I had the opportunity a few weeks ago to play the lead role in a musical called Hats. The experience began with a phone call from my brother-in-law Jesse asking me if I would be interested in “doing a show.”
I have mentioned a few times over the years that if a show came along that had something I could audition for, to let me know. In my mind that meant something in the chorus or a minor walk on part. I have some experience with community theater projects and entertaining in general, but the thought of a major role on a “real” stage never entered my mind.
Of course I said yes to the show, but still assumed it would be a minor role. A few days prior to the first rehearsal Jesse revealed the role I would be playing. She is a woman about to turn 50 and the setting is a surprise birthday party thrown by her mother and some older friends. The character, Maryanne, is not happy about the age or the party and certainly not interested in joining her mother’s friends in becoming a “Red Hatter.’
I was still oblivious to the situation until I began to read the script, learn the songs and saw the show programme as I was proofing my bio. I noticed “starring Cheryl Hunter as Maryanne…” I asked about it and Jesse looked at me kind of funny, then explained that yes, Maryanne is the main character.
Now I was nervous. Not only was I stepping far out of my comfort zone doing a musical on a big stage, but I had a major role. Add to that the fact that Jesse is the producer and his dime is on the line and I was feeling a little pressure. Once rehearsals began and I fell into a routine of practicing at home and staying very focused at rehearsal, I became more confident.
The most interesting thing about the experience up to that point was how the show and all that went with it seemed to parallel my life. The character talks about wanting to be a writer but getting side tracked with life (kids and a job), feeling invisible as she ages, plus fear of all the physical changes and a general foreboding of middle age.
All of the things the character goes through are the very things I have been experiencing over the past couple years. Now, I realize that the reason the play was written was to celebrate this time in every woman’s life and to share some recognition of the fears.
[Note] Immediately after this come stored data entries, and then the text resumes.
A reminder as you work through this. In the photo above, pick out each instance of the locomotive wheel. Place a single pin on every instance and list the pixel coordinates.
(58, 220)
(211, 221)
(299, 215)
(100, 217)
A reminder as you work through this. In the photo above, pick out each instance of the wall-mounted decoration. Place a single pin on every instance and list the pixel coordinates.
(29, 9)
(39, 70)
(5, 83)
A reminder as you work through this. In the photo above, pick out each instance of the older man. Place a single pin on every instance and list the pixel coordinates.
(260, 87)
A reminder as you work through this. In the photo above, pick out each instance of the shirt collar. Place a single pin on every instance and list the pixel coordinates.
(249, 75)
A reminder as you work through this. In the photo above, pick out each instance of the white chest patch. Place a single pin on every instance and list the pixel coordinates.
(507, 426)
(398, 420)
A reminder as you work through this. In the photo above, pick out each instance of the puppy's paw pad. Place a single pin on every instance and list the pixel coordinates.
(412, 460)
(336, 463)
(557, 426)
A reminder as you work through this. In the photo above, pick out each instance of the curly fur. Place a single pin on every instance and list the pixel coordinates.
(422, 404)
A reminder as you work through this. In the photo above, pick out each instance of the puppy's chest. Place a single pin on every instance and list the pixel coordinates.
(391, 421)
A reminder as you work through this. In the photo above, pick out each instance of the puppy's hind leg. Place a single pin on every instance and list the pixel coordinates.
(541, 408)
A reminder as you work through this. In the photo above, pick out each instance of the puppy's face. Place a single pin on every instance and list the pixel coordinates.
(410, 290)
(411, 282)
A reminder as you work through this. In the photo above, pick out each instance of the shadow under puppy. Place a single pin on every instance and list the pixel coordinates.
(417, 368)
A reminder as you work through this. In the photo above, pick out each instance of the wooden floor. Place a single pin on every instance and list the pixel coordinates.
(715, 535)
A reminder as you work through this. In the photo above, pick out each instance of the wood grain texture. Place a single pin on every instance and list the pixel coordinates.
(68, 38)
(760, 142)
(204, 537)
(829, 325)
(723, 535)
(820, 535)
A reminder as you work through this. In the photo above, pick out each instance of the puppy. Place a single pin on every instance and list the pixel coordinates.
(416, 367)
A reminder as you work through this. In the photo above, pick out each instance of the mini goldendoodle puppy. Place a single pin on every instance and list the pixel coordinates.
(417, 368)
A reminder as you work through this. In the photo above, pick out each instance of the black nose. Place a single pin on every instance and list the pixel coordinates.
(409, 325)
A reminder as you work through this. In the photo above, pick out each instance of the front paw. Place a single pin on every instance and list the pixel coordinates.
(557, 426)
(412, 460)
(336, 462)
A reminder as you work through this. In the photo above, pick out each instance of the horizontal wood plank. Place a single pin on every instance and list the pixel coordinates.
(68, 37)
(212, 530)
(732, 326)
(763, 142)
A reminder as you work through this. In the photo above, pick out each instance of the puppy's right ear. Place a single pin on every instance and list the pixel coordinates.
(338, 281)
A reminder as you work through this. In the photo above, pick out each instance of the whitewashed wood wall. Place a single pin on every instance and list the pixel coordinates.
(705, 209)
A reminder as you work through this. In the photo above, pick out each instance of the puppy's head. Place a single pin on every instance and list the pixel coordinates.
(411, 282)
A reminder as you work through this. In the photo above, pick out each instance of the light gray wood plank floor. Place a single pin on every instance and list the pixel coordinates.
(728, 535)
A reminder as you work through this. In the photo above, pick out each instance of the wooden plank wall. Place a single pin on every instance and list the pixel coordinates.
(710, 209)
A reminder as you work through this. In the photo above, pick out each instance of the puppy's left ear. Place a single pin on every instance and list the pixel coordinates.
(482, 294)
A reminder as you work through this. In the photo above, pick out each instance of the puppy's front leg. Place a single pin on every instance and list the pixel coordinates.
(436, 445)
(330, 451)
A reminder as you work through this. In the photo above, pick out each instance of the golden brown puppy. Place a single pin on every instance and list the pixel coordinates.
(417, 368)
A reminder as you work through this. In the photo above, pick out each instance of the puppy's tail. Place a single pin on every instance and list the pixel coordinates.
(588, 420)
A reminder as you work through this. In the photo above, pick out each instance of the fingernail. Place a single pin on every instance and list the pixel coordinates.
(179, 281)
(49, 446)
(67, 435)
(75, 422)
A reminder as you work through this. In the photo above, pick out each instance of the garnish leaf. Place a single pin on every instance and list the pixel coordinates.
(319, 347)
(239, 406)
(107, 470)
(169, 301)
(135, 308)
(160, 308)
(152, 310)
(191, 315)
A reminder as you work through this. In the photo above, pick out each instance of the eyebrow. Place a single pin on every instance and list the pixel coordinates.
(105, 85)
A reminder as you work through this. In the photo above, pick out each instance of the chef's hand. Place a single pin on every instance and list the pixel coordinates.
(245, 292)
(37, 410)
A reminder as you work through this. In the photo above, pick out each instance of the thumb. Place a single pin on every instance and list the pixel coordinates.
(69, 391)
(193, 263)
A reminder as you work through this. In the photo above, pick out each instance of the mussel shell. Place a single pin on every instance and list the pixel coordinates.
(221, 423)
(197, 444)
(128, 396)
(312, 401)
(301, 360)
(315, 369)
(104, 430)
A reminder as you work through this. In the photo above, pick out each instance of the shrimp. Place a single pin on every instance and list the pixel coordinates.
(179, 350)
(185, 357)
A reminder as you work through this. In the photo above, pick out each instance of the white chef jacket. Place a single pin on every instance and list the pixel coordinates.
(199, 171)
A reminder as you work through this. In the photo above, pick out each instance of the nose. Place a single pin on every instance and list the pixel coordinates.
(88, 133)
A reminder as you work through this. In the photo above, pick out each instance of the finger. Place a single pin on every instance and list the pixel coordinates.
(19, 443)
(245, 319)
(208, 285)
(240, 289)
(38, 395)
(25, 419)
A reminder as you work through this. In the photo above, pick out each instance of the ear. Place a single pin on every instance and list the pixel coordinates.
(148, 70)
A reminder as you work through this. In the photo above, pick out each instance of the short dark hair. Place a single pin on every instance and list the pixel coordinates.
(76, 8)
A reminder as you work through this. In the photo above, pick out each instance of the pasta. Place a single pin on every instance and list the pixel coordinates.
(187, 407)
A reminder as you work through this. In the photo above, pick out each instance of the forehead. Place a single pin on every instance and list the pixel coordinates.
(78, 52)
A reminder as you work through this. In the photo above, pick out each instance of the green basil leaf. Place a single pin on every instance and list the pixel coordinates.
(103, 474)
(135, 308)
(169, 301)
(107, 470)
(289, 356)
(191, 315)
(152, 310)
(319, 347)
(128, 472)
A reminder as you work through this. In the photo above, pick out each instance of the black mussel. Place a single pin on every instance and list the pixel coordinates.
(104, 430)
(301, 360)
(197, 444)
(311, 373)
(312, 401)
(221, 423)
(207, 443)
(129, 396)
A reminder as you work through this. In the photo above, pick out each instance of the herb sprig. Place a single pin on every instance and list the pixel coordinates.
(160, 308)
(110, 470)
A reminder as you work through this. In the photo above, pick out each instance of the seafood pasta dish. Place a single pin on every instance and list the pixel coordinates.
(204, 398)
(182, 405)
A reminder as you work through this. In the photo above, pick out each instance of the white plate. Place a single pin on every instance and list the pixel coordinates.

But each member of the cast seemed to be living the life of the character she was playing in one way or another. It was emotional and freeing all at once.
Another thing about my character that made the experience so interesting was her raunchy humor, wit and sarcasm. While I tend to suppress much of my vulgar side to most who know me, my family must endure the real me all the time. The role allowed me to truly be me. It was amazing.
Finally, the story itself was a lesson for me. The last line I said at the very end of the show prior to the final two musical numbers was “Write your story, even if it’s just for you.” This is poignant because whether writing, painting, creating music, singing or playing my bass I have complained to my husband and family that I am not inspired to do it for myself. I believe my creativity is not worthwhile unless it is shared. Those closest to me continue to remind me that inspiration comes from my need to turn inward, to commune with Spirit and refresh my joy energy. I should create from that place of joy regardless of when, if or who the result is shared.
So at 53 years old I am embracing the second half of my life still learning. In my head I still feel 30, in my heart I feel like a child and my eyes see the gentle signs of aging. I am beginning to see those signs as beautiful markers of each year on this planet. My mind is still an infant, soaking up everything that stimulates learning, this will continue until my final day of this life. Every moment is to be treasured regardless of pain, joy or circumstance. Life is for living, Love is for giving. I am alive and I love it!